At the heart of my research is the exploration of the relationship between light, color, and perception. I use glass as a medium to embody and reconfigure the ephemeral character of light. My work foregrounds the subtleties of materiality, texture, and geometry, and flattens the relationship between content and form. My work makes available phenomena that seem to exist somewhere between the objective world and subjective experience. I highlight the ways in which the existence of something seemingly concrete is in fact tenuous, elusive, and indefinite. That which is subtle and ambiguous makes us want to know more, to reach forth, shift perspective, move in closer, spend more time.
Through theater production, architectural design, and scientific research, I have spent years exploring the ways in which light impacts human perception, emotion, and physiology. Centralized within my artmaking are the interactions between body, mind, and world.

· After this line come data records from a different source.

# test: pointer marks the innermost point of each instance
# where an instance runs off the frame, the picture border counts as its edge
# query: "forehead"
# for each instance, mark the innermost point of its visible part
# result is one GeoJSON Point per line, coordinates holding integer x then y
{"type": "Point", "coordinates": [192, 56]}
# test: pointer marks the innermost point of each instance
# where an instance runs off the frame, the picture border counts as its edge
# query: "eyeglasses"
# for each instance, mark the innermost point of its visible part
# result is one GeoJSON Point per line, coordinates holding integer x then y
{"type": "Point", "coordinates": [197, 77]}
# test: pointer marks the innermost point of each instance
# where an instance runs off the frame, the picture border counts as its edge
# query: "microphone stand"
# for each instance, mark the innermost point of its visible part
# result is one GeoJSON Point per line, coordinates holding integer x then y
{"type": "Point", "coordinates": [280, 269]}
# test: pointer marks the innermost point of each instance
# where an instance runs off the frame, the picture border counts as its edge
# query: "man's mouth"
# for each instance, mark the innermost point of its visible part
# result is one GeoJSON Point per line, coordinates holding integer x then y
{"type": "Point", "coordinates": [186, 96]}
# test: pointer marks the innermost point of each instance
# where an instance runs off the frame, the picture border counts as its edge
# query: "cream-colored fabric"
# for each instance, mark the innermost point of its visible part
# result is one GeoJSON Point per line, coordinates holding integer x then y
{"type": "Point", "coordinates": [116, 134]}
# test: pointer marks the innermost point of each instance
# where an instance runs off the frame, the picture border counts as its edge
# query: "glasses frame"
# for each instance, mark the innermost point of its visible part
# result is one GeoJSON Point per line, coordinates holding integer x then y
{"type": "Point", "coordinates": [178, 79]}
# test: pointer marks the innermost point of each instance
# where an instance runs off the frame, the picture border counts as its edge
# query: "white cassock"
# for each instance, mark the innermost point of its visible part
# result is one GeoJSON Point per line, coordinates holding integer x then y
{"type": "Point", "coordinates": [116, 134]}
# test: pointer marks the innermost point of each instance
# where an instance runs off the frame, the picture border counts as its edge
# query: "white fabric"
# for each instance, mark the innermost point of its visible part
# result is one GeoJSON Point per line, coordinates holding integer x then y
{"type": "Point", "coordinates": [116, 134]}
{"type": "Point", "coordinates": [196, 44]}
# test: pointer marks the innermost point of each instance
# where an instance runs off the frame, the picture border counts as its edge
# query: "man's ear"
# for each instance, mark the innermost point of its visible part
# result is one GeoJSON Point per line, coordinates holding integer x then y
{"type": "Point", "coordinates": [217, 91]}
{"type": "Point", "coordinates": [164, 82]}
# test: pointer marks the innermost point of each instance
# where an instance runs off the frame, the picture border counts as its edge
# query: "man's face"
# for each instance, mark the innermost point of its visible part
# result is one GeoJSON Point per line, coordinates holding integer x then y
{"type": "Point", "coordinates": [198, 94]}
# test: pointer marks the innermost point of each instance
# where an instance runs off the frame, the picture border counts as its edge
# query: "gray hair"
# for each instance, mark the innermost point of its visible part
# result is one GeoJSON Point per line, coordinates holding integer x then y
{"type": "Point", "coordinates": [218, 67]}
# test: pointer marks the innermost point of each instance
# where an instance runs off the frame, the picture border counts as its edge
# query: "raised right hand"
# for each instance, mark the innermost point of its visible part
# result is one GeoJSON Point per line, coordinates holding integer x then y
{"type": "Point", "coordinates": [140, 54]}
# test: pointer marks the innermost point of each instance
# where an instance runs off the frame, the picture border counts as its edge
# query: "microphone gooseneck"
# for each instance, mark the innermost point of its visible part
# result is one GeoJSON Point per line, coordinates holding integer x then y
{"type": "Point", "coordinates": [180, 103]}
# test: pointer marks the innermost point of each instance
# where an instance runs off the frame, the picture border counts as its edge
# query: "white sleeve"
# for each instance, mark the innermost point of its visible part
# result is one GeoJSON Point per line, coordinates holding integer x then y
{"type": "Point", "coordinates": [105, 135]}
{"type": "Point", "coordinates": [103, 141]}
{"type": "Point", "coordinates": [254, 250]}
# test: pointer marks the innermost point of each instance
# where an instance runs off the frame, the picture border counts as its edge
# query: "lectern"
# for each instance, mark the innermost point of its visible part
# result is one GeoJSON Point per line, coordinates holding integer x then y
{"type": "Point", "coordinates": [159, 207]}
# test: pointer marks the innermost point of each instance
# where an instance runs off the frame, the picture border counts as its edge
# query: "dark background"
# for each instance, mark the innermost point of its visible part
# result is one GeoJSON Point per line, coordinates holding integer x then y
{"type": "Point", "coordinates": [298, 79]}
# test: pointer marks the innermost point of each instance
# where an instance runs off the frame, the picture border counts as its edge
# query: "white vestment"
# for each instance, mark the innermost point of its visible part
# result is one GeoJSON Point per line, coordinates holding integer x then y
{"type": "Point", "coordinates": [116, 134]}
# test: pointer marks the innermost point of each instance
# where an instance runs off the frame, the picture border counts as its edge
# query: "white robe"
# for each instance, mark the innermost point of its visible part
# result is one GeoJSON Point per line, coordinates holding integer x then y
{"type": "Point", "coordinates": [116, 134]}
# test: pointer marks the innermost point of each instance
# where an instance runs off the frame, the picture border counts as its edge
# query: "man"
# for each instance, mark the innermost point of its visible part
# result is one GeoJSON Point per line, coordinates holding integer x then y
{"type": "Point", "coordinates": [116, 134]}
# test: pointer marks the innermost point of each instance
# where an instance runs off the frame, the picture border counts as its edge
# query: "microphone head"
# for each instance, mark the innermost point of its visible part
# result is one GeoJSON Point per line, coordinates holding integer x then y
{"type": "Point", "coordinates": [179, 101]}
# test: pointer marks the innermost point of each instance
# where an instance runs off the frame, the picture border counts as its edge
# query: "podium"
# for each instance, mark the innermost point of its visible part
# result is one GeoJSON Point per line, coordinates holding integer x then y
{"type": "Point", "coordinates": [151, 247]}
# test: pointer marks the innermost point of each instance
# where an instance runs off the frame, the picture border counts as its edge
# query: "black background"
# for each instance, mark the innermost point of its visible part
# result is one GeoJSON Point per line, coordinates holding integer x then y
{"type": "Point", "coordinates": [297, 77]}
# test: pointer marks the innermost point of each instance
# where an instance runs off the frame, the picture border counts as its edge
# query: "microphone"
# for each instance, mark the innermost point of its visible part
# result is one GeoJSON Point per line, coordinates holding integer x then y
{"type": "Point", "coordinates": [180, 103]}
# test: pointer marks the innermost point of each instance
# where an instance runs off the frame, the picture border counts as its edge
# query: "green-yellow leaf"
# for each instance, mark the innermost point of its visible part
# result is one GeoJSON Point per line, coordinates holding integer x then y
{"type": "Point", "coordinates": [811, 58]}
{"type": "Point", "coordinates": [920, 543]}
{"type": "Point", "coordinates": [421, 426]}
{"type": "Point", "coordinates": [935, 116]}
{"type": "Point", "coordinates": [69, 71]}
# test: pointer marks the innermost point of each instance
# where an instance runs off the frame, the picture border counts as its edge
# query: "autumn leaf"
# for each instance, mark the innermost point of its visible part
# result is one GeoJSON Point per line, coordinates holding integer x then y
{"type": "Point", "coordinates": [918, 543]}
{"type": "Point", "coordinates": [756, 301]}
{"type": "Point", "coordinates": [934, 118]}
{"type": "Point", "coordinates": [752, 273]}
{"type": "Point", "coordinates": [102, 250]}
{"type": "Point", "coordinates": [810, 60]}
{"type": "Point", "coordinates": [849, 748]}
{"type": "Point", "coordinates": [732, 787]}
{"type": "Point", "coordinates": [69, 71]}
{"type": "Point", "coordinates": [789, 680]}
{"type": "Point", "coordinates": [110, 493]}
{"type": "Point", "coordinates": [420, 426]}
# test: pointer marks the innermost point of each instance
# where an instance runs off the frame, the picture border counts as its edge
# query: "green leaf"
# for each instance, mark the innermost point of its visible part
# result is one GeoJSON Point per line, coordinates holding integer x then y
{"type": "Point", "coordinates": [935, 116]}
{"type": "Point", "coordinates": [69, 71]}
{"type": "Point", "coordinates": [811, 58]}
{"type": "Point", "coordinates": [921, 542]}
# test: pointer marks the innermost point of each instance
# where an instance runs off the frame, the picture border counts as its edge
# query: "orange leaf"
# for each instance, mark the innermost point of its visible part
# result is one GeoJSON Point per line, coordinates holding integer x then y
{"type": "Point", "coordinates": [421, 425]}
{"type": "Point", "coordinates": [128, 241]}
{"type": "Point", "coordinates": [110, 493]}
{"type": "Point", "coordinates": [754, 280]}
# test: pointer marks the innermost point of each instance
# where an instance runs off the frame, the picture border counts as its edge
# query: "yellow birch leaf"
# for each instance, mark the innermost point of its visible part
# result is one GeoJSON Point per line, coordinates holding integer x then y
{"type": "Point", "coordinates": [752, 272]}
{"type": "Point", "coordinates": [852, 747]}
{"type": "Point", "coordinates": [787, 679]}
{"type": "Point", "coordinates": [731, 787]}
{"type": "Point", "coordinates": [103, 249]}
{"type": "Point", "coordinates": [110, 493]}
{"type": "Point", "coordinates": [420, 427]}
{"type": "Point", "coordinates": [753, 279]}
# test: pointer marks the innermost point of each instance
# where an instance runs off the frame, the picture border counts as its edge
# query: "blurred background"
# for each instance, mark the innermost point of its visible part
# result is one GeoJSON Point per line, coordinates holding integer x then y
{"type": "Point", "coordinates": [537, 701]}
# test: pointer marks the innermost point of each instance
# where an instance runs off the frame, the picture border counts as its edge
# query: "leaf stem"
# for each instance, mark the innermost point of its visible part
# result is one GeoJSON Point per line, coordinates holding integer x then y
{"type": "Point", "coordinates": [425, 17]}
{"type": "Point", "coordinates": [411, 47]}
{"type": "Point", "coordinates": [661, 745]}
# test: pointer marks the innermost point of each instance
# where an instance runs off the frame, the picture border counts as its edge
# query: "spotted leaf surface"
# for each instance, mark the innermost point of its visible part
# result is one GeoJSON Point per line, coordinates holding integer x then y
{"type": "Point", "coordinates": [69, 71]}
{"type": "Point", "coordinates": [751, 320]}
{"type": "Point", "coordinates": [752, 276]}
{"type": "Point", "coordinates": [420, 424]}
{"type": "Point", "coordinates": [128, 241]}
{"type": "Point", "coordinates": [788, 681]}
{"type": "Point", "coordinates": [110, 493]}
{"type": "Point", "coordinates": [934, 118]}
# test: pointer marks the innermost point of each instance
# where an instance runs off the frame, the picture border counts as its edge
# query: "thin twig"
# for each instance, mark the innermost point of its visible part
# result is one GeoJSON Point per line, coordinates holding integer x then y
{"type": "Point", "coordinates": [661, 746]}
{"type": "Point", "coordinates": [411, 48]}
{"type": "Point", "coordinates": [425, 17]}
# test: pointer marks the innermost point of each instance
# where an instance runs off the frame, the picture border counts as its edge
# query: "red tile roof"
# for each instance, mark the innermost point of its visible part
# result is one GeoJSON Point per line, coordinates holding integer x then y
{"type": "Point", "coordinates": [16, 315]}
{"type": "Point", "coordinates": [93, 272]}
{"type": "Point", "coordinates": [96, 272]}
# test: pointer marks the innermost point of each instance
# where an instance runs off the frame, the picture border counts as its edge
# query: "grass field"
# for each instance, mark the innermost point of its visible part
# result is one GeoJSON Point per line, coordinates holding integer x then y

Glass has the exceptional ability to make light solid and reveal the many ways that light is manifested within our environment. Variations of surface texture, finish, material density, geometric form, thickness, and edge profile, all have profound effect on the ways in which light interacts with the glass object. I draw on these properties of glass to unveil the fleeting yet ever-present character of light.
The objects and environments I create function as opportunities for the viewer to connect with and contemplate the subtleties of vision. Each piece acts as a window into our own inner worlds. Through processes of self-reflection, we can become aware of the mechanisms of our own senses, as well as their inherent limitations, and thus further grasp the depth and complexities of reality. Whether it is a mirrored black glass object or geometrical construction made from paper, the form first presents itself one way, but slowly unfolds into something more complex through interaction across time.
It is in the spirit of the quest for knowledge, not just of the world outside us, but also of the nature of consciousness and perception, that I develop sculptural forms and installations that present an opportunity for the viewer to be in a place of uncertainty and wonder. It is in this place that I hope the viewer of my work will want to further explore the knot of relations between themselves, their perceptual processes, and the world of complexity outside.